The number of sites (or cells) matter for coverage, capacity, and overall customer experience. Thirdly, T-Mobile was also first in deploying advanced antenna systems in the Dutch market (e.g., aggressive use of higher-order MiMo antennas) across many of our frequency bands and cell sites. Our antenna strategy has allowed for a high effective spectral efficiency (across our network). Thus, we could (and can) handle more bits per second in our network than our competition.

Moreover, over the last 3 years, T-Mobile has undergone (passive) site modernization that has improved coverage and quality for our customers. This last point is not surprising since the original network was built based on a single 1800 MHz frequency, and since 1998 we have added 7 additional bands (from 700 MHz to 2.5 GHz) that need to be considered in the passive site optimization. Of course, as site modernization is ongoing, an operator (like T-Mobile) also should consider the impact of future bands that may be required (e.g., 3.x GHz). Optimize subject to the past as well as the future spectrum outlook.
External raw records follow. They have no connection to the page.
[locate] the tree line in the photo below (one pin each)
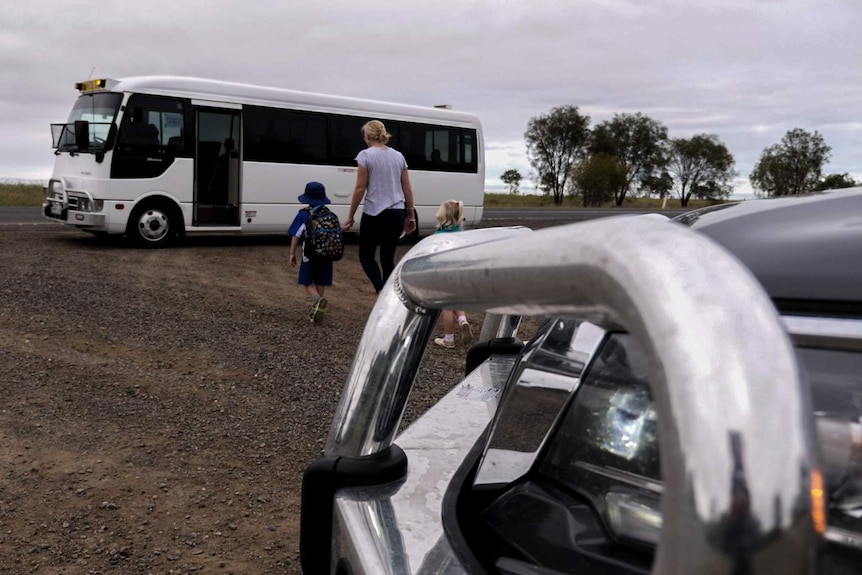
(632, 154)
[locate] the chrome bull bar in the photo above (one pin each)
(733, 409)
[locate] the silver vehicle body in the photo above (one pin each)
(617, 274)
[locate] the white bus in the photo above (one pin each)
(159, 157)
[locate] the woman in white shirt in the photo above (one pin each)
(383, 181)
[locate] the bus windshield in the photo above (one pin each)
(93, 115)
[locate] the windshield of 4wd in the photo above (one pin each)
(95, 115)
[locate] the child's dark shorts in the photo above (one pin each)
(315, 272)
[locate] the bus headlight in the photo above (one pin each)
(56, 189)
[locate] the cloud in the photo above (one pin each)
(745, 70)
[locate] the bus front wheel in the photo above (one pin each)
(153, 226)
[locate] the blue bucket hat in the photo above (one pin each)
(315, 195)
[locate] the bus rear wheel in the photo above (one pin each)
(152, 226)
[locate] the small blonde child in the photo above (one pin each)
(450, 216)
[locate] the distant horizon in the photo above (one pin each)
(492, 188)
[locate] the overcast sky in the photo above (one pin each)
(745, 70)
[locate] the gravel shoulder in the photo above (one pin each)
(159, 407)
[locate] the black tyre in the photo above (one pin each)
(153, 225)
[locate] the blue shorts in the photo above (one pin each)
(315, 272)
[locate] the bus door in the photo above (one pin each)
(217, 167)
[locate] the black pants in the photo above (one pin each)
(383, 230)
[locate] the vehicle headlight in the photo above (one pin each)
(56, 189)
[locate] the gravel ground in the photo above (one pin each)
(159, 407)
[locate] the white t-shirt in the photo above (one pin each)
(384, 166)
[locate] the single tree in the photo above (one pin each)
(836, 182)
(701, 166)
(791, 167)
(660, 184)
(555, 141)
(638, 141)
(512, 178)
(597, 177)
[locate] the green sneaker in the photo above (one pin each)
(318, 310)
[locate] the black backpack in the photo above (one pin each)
(323, 239)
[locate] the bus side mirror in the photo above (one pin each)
(82, 134)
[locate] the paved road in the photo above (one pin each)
(532, 217)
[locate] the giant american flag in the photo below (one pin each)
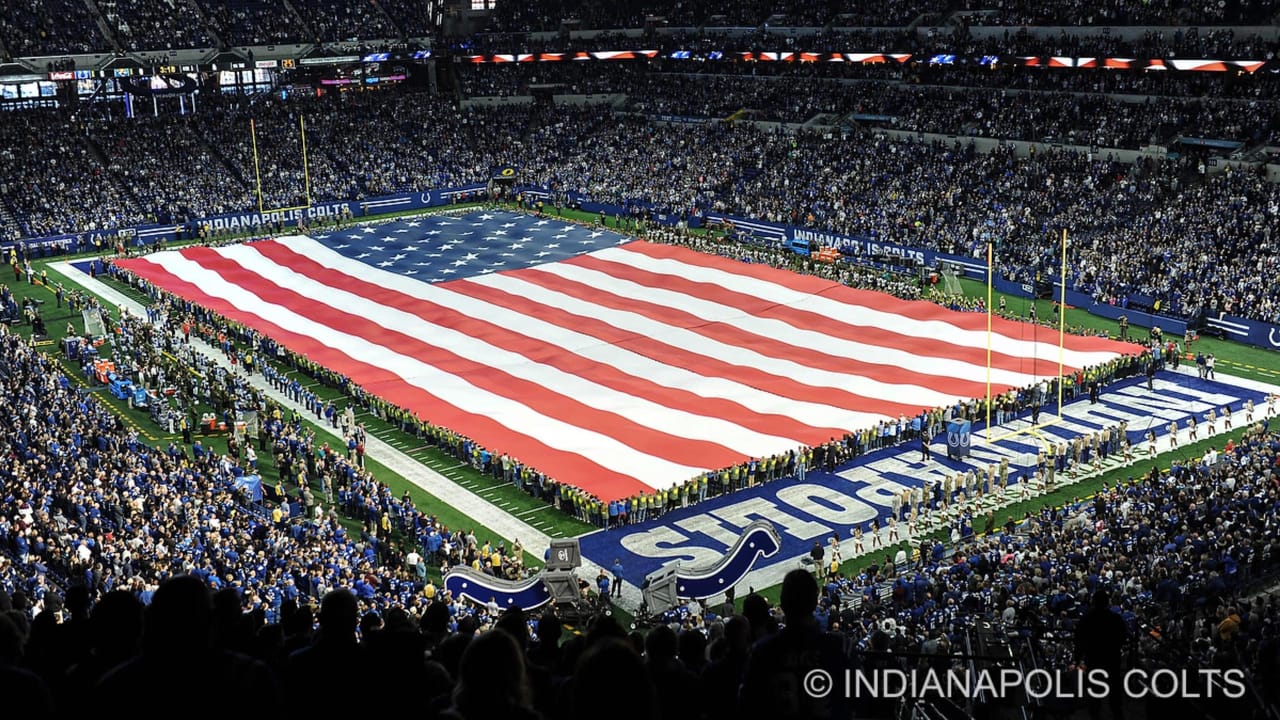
(611, 364)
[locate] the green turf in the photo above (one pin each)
(1060, 497)
(1233, 358)
(56, 319)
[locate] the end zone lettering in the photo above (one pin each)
(864, 246)
(256, 219)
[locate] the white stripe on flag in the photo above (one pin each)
(554, 432)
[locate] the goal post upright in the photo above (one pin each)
(1032, 431)
(257, 169)
(1061, 328)
(990, 287)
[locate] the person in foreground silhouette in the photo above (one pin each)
(1100, 639)
(775, 682)
(179, 664)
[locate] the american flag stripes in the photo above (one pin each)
(616, 367)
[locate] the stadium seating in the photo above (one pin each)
(49, 27)
(252, 22)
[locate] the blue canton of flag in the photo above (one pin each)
(446, 247)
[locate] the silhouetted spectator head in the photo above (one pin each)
(755, 609)
(595, 683)
(799, 595)
(492, 680)
(117, 623)
(661, 645)
(604, 627)
(693, 648)
(78, 601)
(435, 619)
(370, 623)
(515, 624)
(549, 628)
(339, 614)
(179, 619)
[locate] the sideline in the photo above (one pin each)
(444, 490)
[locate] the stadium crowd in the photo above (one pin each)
(942, 196)
(241, 22)
(127, 568)
(146, 24)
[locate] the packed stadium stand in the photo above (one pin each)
(140, 570)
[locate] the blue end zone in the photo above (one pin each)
(864, 488)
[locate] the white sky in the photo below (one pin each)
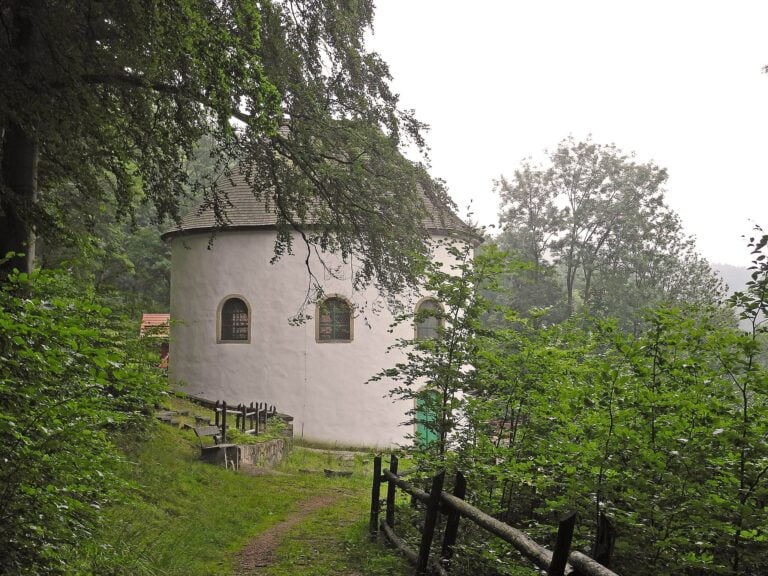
(677, 82)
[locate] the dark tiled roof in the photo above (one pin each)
(155, 325)
(248, 211)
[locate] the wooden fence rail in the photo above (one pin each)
(256, 416)
(559, 562)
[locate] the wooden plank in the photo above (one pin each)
(373, 526)
(390, 514)
(420, 495)
(430, 522)
(452, 523)
(562, 545)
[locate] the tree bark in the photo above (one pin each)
(19, 150)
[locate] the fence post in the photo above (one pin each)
(452, 524)
(562, 545)
(223, 421)
(430, 521)
(373, 527)
(604, 541)
(393, 461)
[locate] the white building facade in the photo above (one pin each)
(231, 338)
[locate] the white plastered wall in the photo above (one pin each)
(322, 385)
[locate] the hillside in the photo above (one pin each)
(184, 517)
(735, 277)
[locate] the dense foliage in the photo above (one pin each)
(72, 375)
(661, 431)
(593, 224)
(107, 100)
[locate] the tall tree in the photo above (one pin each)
(98, 96)
(600, 216)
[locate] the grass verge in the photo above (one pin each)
(184, 517)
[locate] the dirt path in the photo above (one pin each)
(259, 553)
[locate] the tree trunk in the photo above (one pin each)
(19, 176)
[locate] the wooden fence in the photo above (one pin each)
(255, 414)
(558, 562)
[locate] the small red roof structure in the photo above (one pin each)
(155, 325)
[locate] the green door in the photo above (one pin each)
(426, 418)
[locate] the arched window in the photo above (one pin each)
(334, 322)
(235, 326)
(428, 319)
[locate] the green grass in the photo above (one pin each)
(188, 518)
(334, 541)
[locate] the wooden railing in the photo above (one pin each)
(256, 416)
(558, 562)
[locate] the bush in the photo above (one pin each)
(70, 379)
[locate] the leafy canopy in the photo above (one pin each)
(111, 97)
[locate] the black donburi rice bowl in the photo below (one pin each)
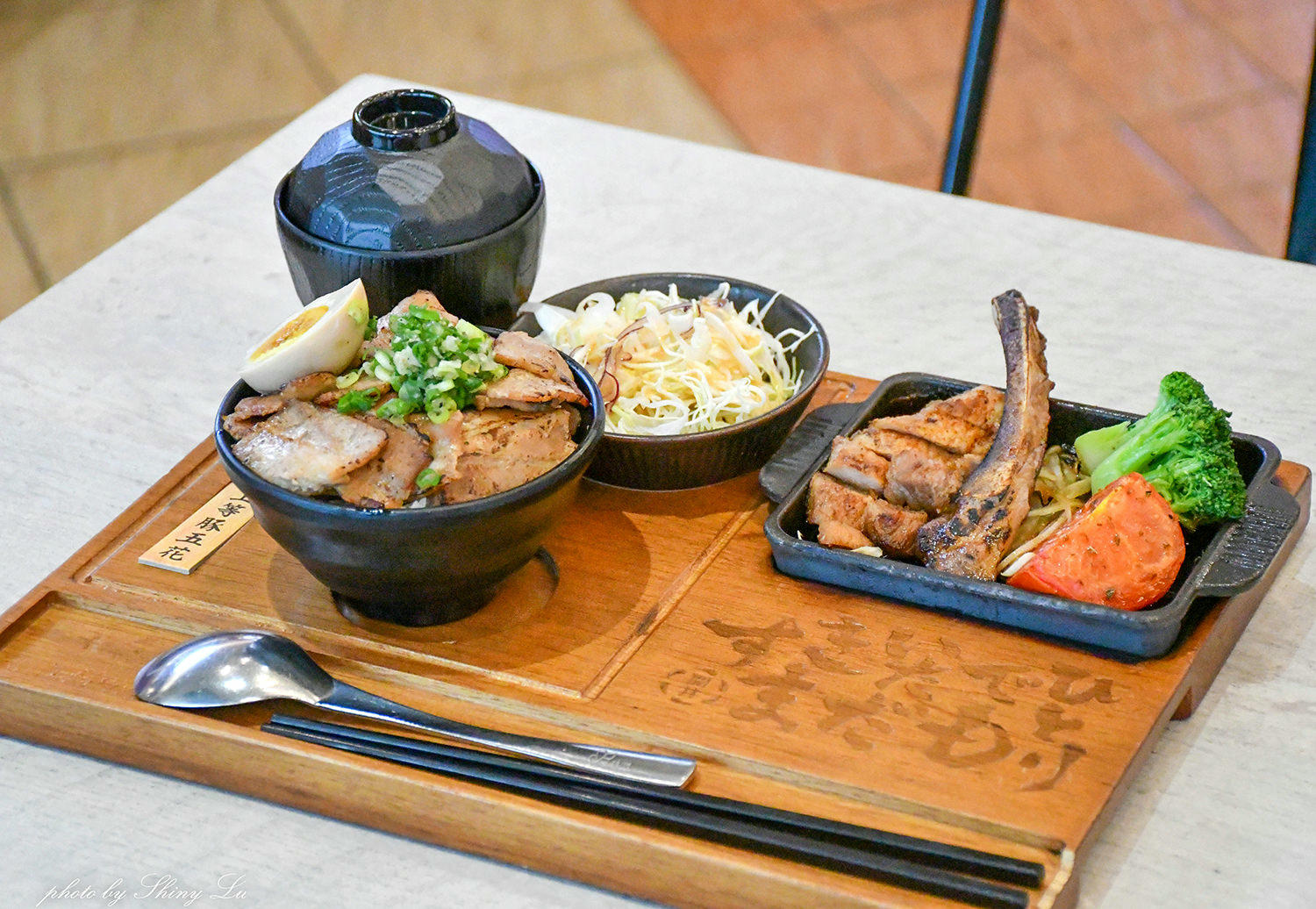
(416, 566)
(695, 459)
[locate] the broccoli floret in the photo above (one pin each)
(1182, 449)
(1094, 447)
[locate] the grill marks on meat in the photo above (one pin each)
(503, 447)
(307, 449)
(390, 479)
(883, 483)
(994, 498)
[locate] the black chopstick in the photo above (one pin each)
(915, 848)
(690, 813)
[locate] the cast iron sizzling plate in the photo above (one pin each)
(1220, 562)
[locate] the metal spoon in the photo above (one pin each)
(242, 667)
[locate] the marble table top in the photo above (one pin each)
(112, 376)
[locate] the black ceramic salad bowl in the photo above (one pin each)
(416, 566)
(695, 459)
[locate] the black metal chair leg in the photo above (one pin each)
(1302, 225)
(979, 54)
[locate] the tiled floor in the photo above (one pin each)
(1169, 116)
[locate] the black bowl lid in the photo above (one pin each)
(408, 173)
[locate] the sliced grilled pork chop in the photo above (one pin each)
(308, 449)
(994, 500)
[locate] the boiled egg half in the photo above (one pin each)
(323, 337)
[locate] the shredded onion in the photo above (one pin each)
(669, 366)
(1060, 490)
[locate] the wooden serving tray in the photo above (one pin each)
(654, 621)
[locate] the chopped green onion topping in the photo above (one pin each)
(428, 477)
(433, 365)
(358, 400)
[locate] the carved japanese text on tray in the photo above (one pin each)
(887, 688)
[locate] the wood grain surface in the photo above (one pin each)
(654, 621)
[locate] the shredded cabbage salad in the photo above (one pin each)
(669, 366)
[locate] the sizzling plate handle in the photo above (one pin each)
(803, 447)
(1253, 542)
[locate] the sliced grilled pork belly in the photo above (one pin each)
(994, 500)
(892, 527)
(308, 387)
(526, 391)
(252, 411)
(445, 444)
(383, 339)
(390, 479)
(308, 449)
(855, 462)
(519, 350)
(505, 447)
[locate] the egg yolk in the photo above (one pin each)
(290, 331)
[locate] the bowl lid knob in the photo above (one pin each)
(404, 120)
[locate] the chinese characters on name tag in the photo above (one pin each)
(189, 543)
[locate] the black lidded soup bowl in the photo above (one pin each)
(695, 459)
(416, 566)
(411, 195)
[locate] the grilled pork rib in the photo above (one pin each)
(994, 500)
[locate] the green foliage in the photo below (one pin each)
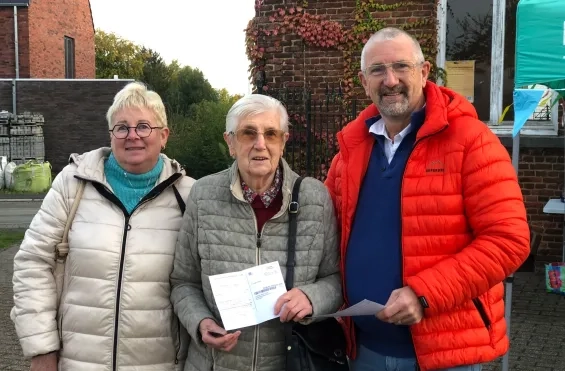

Last but not least, we at T-Mobile have been blessed with a world-class engineering team that has been instrumental in squeezing out continuous improvements of our cellular network over the last 6 years.

So, suppose you have 25% less spectrum than a competitor. In that case, you either need to compensate by building 25% more cells (very costly & time-consuming), deploying better antennas with a 25% better effective spectral efficiency (limited, costly & relatively easy to copy/match), or a combination of both (expensive & time-consuming). The most challenging driver to copy for network superiority is the amount of spectrum. A competitor only compensates by building more sites, deploying better antenna technology, and over decades to try to equalize spectrum position is subsequent spectrum auctions (e.g., valid for Europe, not so for the USA where acquired spectrum usually is owned in perpetuity).

T-Mobile has consistently won the best mobile network award over the last 6 years (and 5 consecutive times) due to these 3 multiplying core dimensions (i.e., spectrum × antenna technology × sites) and our world-class leading engineering team.

THE MAGIC RECIPE FOR CELLULAR PERFORMANCE.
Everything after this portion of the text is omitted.